Coprecipitation of actinide peroxide salts in the U-Th and U-Pu systems and their thermal decomposition

• Published in: Dalton transactions : an international journal of inorganic chemistry Vol. 51; no. 34; pp. 12928 - 12942
• Main Authors: Hibert, Nicolas, Arab-Chapelet, Bénédicte, Rivenet, Murielle, Venault, Laurent, Tamain, Christelle, Tougait, Olivier
• Format: Journal Article
• Language: English
• Published: Cambridge Royal Society of Chemistry 30.08.2022
• Subjects: Actinides; Chemical precipitation; Chemical Sciences; Coprecipitation; Decomposition; Hydrogen peroxide; Infrared spectroscopy; Low temperature; Material chemistry; Nitrates; Plutonium; Precursors; Raman spectroscopy; Salt effect; Solid phases; Thermal decomposition; Thorium; Uranium
• ISSN: 1477-9226; 1477-9234; 1477-9234
• DOI: 10.1039/d2dt02376h

The uranium and plutonium co-conversion process constitutes a continuous subject of interest for MOx fuel fabrication.

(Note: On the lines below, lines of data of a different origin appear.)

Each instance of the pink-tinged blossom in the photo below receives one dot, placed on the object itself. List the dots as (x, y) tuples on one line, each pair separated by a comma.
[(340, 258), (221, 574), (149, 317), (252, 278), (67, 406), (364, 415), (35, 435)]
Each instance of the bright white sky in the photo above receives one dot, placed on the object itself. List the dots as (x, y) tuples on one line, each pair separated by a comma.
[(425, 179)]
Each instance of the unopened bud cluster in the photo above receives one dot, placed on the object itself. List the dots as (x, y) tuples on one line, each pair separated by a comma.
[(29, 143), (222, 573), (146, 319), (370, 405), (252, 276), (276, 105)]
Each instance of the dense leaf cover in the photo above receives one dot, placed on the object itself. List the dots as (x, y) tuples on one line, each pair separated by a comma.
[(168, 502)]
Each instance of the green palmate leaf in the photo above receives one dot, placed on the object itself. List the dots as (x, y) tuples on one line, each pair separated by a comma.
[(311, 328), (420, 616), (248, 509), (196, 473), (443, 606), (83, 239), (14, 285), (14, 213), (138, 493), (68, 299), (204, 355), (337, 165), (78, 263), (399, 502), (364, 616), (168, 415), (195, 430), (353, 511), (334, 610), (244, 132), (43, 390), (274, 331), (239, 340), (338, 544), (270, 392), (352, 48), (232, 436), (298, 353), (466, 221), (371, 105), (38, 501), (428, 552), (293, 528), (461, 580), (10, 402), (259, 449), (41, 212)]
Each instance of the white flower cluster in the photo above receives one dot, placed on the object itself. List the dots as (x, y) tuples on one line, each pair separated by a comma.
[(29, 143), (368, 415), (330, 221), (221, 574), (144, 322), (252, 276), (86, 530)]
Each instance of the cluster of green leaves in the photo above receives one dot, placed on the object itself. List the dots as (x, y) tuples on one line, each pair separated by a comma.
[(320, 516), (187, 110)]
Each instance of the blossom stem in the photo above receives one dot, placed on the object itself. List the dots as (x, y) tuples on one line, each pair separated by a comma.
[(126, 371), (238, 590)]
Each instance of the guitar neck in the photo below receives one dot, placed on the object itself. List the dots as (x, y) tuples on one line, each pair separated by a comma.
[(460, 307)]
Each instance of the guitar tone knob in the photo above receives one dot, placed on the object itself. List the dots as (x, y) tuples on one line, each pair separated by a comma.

Among the various routes considered, chemical coprecipitation by the salt effect has been widely investigated regarding its simplicity of integration between the partitioning and purification steps of the PUREX process, and the straightforward recovery of precursors that are easily converted into oxide phases by thermal decomposition. The present study focuses on the coprecipitation behavior of U-Th and U-Pu actinide peroxide mixed systems by examining the precipitation yields and settling properties for nitric acidity in the range of 1 to 3 M and hydrogen peroxide concentration in the range of 4.5 to 7 M. The precipitated solids have been characterized by powder XRD, IR and Raman spectroscopy, laser granulometry and SEM-EDS analyses revealing the synthesis of studtite and actinide( iv ) peroxo-nitrates as aggregated particles. The actinide solid phases are uniformly distributed within the filtered cakes. The precursor thermal decomposition results in the formation of oxide phases at low temperature according to a sequential release of water molecules, peroxide ligands and nitrate ions. The calcination step has a limited effect on the morphology of the powders which remain highly divided. The high precipitation rate of actinides makes this chemical route potentially interesting as a co-precipitation process. Efficient coprecipation conditions using peroxide ligand were determined for the two U-Th and U-Pu mixed systems. The resulting solids are composed of studtite and actinide( iv ) peroxonitrates which readily decompose to oxide phases at low temperature.